The former world bronze medallists were favourites to win at Skate Canada but withdrew Monday after Davison injured his knee last week training in Toronto.
Their withdrawal means missing out on Grand Prix prize money that's a key part of a skater's annual training budget.
"It definitely hurts them financially," said William Thompson, Skate Canada's CEO. "Not only are they out of [Skate Canada], they'd have a good chance in their second (Grand Prix), and then they're also giving up prize money from the Final."
The prize money for each Grand Prix is $18,000 US for first place, split between skaters in the case of pairs or ice dance. Silver medallists share $13,000, with $9,000 awarded for bronze.
Skaters are appointed to two of six Grand Prix events with the top six in each event advancing to the Grand Prix Final.
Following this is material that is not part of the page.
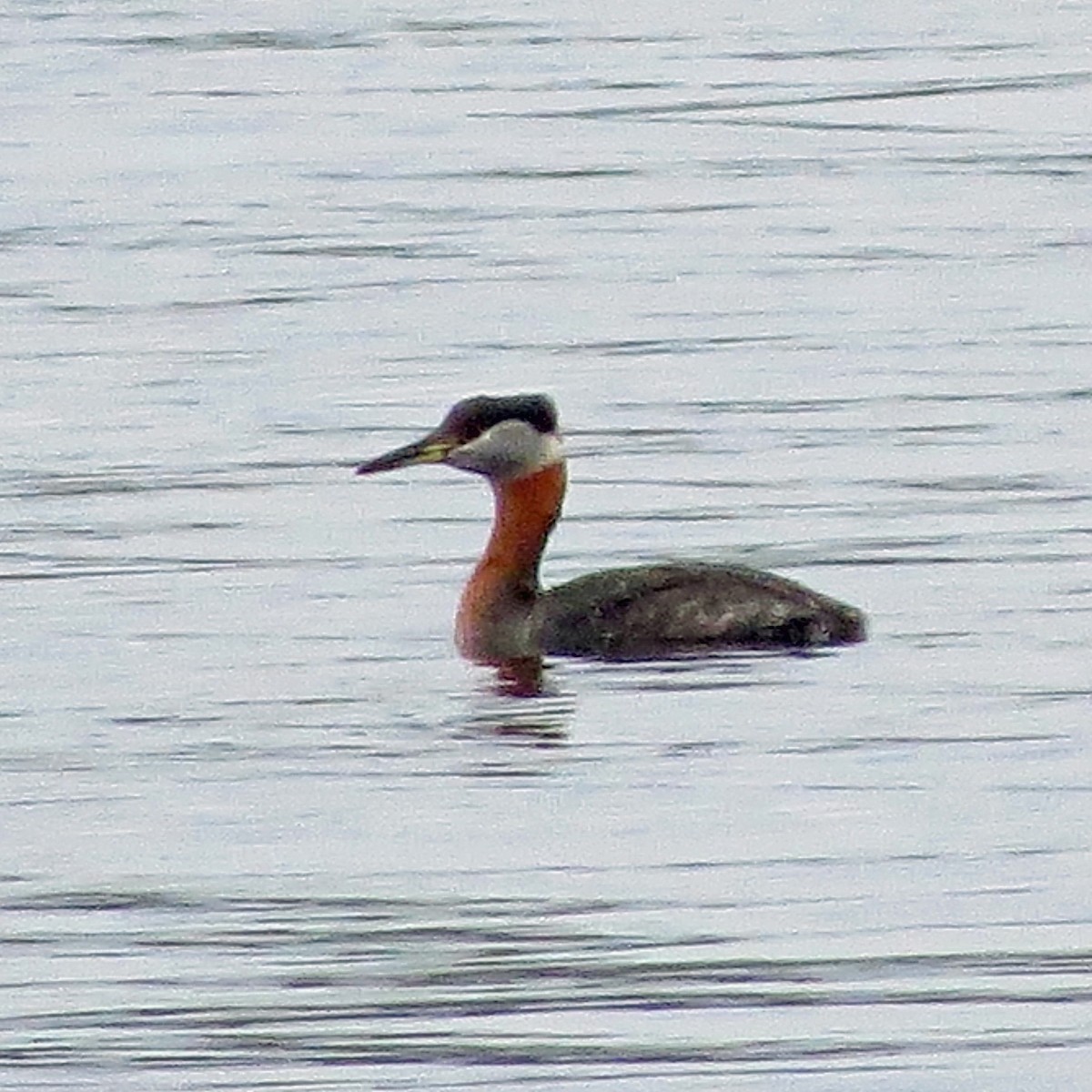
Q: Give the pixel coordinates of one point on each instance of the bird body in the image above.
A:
(644, 612)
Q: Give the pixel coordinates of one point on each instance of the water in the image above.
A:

Prize money for the final is $25,000 for first, $18,000 for second and $12,000 for third.
Because Davison, from Huntsville, Ont., and Dube, from St-Cyrille-de-Wendover, Que., have to skip one of their Grand Prixs event, they're ineligible to compete at the Final.
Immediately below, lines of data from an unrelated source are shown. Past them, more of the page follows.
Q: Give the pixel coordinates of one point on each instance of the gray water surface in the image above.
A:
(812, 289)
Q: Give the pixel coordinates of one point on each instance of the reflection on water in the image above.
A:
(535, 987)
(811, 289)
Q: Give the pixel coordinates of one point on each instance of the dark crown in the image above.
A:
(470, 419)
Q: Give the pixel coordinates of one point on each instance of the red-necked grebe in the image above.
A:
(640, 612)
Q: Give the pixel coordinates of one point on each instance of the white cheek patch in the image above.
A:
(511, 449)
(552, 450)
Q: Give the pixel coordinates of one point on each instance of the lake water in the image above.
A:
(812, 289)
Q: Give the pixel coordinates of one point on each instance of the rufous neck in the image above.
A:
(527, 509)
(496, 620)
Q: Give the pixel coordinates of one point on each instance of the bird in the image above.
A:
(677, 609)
"This is obviously not the way we wanted to start our season. Our training had been going really well, and we were looking forward to competing at home at Skate Canada International," Davison said in a statement.
The defending Canadian champions are scheduled to compete at the Rostelecom Cup next month.
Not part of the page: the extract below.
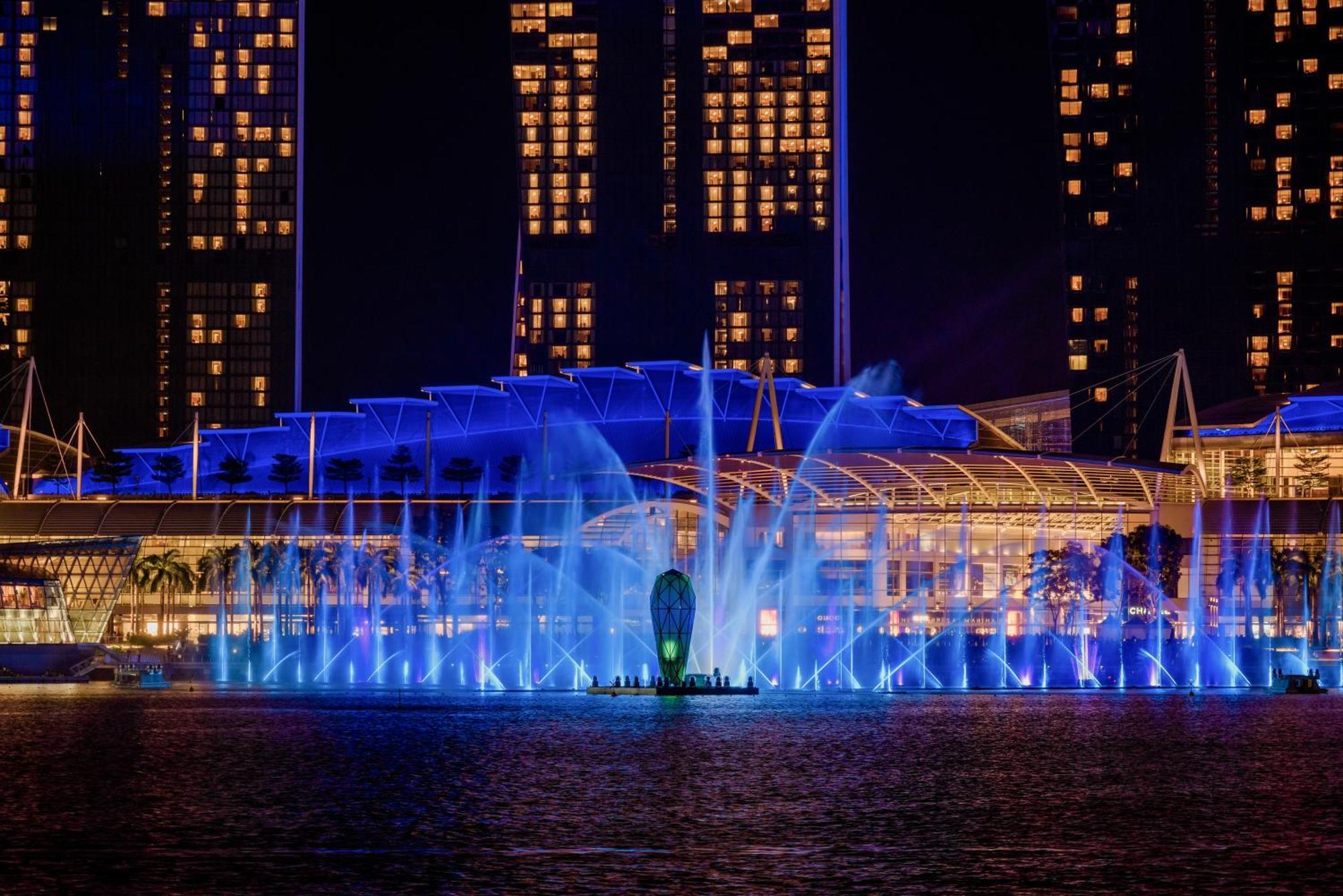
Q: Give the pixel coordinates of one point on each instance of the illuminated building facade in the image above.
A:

Davison injured his knee last week training in Toronto and had an MRI on Friday. He was expecting results Monday evening or Tuesday morning.
"There's a couple of blessings," said Thompson. "One, it's not last year [Olympics]. And two, the replacement team was ready to go, and are close by, it's easy to get them in."
Dube and Davison will be replaced by Kirsten Moore-Towers and Dylan Moscovitch of Waterloo, Ont., fifth-place finishers at the 2010 Canadian championships.
Dube and Davison's withdrawal comes days after Canada's Olympic and world ice dance champions Tessa Virtue and Scott Moir announced they wouldn't compete at Skate Canada in Kingston, Ont. Virtue recently underwent surgery on both legs to alleviate chronic pain in her shins.
"Tessa and Scott was hard, but we kind of knew it was coming, there were choices to be made and you just make the best choices you can," Thompson said on Virtue's surgery. "Bryce's injury was just, bang, out of the blue."
Joannie Rochette isn't competing on this season's Grand Prix circuit as she ponders her skating future. The Canadian won Olympic bronze in Vancouver days after the death of her mother.
The withdrawals leaves Patrick Chan of Toronto as the only reigning Canadian champion competing at Skate Canada.